Unlike the vanilla TTA, which only considers data variation, our method extends data augmentation to the training phase, factoring in both data and model variations. While this increases the computational cost, it provides a more robust uncertainty estimation for TSR models. When applying our pipeline to datasets without ground truth labels, pre-fine-tuned models can be used, requiring only test-time augmentation.

Our approach is versatile and can be applied to various TSR models, ensuring that the model remains invariant to different table types through data augmentation. However, the study has limitations. The absence of ground truth data restricts our ability to accurately assess uncertainties. Although pixel intensity and adjacency degree served as proxies for predicting uncertainties, real-world data may present more complex scenarios. Ground truth data could be improved by incorporating human corrections of automatic annotations by TSR models. Additionally, our table image augmentation techniques might not capture the full range of variations found in table images. This limitation could be addressed by developing a comprehensive library of heuristics for image modification or creating a corpus of artificially synthesized tables.

Acknowledgment

I would like to acknowledge Leizhen Zhang for running key experiments crucial to our published paper and express my gratitude to Dr. Yi He for co-advising me alongside my advisor, Dr. Jian Wu throughout this work.

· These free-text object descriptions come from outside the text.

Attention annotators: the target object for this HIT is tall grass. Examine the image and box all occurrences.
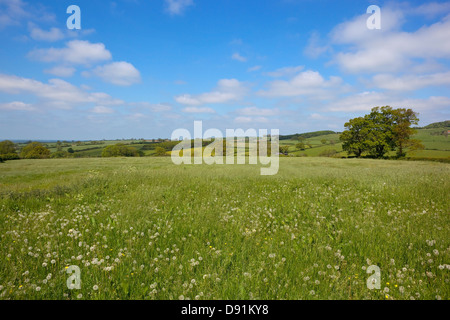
[0,157,448,300]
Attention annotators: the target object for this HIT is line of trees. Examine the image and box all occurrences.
[0,140,52,162]
[101,143,143,157]
[340,106,424,158]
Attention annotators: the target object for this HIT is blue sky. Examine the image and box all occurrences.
[0,0,449,140]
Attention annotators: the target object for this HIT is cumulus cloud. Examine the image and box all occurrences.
[325,91,450,114]
[44,66,76,77]
[29,40,112,65]
[0,73,123,110]
[88,61,141,86]
[258,70,343,97]
[29,25,64,41]
[370,71,450,91]
[91,106,115,114]
[164,0,194,16]
[175,79,247,105]
[330,8,450,73]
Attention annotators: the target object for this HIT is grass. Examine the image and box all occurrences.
[0,157,448,300]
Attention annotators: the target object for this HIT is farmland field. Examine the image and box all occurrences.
[0,157,449,300]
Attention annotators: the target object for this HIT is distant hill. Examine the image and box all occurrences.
[280,130,336,141]
[423,121,450,129]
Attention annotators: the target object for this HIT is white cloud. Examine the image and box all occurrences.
[325,91,450,115]
[370,71,450,91]
[330,9,450,73]
[175,79,247,105]
[182,106,215,114]
[164,0,194,16]
[0,101,35,111]
[411,2,450,18]
[0,73,123,110]
[264,65,304,77]
[91,106,115,114]
[29,26,64,41]
[232,53,247,62]
[29,40,112,65]
[89,61,141,86]
[44,66,76,77]
[258,70,343,97]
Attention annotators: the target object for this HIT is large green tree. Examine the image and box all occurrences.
[20,142,51,159]
[340,106,423,158]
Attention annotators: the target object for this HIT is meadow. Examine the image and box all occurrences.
[29,125,450,161]
[0,157,448,300]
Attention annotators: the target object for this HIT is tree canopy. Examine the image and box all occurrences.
[20,142,51,159]
[340,106,424,158]
[0,140,19,161]
[101,143,142,157]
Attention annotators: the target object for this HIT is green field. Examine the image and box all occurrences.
[0,157,449,300]
[13,125,449,161]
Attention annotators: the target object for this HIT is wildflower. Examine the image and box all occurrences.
[93,285,99,291]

[1] K. Ajayi, L. Zhang, Y. He, and J. Wu, "Uncertainty Quantification in Table Structure Recognition" 2024 IEEE International Conference on Information Reuse and Integration for Data Science, 2024.

[2] D. Prasad, A. Gadpal, K. Kapadni, M. Visave, and K. Sultanpure, "CascadeTabNet: An approach for end to end table detection and structure recognition from image-based documents" in Proceedings of the IEEE/CVF conference on computer vision and pattern recognition workshops, 2020, pp. 572–573.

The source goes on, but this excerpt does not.